Goodbye Public Option?

by Pejman Yousefzadeh on September 2, 2009

It would appear so:

Aides to President Barack Obama are putting the final touches on a new strategy to help Democrats recover from a brutal August recess by specifying what Obama wants to see in a compromise health care deal and directly confronting other trouble spots, West Wing officials tell POLITICO.

Obama is considering detailing his health-care demands in a major speech as soon as next week, when Congress returns from the August recess. And although House leaders have said their members will demand the inclusion of a public insurance option, Obama has no plans to insist on it himself, the officials said.

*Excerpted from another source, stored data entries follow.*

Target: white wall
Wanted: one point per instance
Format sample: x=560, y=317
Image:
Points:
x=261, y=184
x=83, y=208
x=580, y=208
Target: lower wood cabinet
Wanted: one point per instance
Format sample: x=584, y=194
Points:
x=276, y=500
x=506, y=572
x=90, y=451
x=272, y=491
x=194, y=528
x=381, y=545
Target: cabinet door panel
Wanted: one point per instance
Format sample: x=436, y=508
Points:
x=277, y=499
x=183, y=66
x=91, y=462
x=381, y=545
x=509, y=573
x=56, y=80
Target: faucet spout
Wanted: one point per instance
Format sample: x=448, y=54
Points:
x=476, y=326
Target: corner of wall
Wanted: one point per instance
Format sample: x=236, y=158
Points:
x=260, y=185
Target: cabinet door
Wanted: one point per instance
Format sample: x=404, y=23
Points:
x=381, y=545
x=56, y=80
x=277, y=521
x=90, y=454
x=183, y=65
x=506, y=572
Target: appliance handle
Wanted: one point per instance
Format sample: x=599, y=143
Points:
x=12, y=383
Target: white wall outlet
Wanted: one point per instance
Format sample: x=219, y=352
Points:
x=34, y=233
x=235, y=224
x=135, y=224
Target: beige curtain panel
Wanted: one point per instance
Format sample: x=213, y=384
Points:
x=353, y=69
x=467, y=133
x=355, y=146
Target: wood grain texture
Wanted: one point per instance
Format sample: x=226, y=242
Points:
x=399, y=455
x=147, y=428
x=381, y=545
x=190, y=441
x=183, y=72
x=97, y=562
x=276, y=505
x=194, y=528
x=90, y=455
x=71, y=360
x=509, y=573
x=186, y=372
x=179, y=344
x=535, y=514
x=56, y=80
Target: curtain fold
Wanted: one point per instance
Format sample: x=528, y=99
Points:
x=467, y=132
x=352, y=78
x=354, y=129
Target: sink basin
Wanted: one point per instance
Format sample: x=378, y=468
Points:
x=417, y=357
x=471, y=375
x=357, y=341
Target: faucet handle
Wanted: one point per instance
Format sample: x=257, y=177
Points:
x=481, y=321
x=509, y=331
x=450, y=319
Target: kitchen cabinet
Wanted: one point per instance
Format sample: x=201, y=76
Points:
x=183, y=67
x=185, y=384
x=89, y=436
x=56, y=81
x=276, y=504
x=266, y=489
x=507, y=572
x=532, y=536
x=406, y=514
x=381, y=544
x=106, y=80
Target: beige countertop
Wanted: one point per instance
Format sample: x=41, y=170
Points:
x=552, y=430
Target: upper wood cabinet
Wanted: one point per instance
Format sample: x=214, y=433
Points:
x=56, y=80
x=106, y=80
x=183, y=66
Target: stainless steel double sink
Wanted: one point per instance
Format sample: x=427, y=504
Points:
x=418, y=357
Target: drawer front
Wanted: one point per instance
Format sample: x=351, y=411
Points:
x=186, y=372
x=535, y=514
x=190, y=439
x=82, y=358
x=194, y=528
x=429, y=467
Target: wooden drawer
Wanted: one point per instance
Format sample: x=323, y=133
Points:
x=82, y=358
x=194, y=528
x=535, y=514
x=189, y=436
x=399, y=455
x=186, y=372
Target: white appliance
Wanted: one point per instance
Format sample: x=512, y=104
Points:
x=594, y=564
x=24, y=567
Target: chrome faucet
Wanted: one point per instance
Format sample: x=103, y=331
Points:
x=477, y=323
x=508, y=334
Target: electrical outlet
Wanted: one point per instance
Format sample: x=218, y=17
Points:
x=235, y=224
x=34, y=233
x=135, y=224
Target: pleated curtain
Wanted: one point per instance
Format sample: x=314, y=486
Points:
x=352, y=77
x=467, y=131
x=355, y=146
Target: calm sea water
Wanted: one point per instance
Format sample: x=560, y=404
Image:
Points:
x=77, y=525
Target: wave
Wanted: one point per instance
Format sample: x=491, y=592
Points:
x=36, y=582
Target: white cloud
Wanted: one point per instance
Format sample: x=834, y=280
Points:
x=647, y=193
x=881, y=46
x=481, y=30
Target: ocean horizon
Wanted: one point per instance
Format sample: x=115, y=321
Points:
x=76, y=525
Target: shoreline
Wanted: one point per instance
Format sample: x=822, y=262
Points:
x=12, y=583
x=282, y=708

“We’re entering a new season,” senior adviser David Axelrod said in a telephone interview. “It’s time to synthesize and harmonize these strands and get this done. We’re confident that we can do that. But obviously it is a different phase. We’re going to approach it in a different way. The president is going to be very active.”

Top officials privately concede the past six weeks have taken their toll on Obama’s popularity. But the officials also see the new diminished expectations as an opportunity to prove their critics wrong by signing a health care law, showing progress in Afghanistan, and using this month’s anniversary of the fall of Lehman Brothers to push for a crackdown on Wall Street.

On health care, Obama’s willingness to forgo the public option is sure to anger his party’s liberal base. But some administration officials welcome a showdown with liberal lawmakers if they argue they would rather have no health care law than an incremental one. The confrontation would allow Obama to show he is willing to stare down his own party to get things done.

Well, that would be the spin. But at the end of the day, the decision to give up on the public option is a tremendous defeat for the Obama Administration, and will likely erode the President’s standing among his base. Naturally, of course, the Obama Administration will try to get non-profit co-ops in place of a public option, and non-profit co-ops are about as bad as a public option would be. But that does not change the fact that the death of the public option means a significant setback for the Obama Administration in terms of its power and its appeal among members of its own base.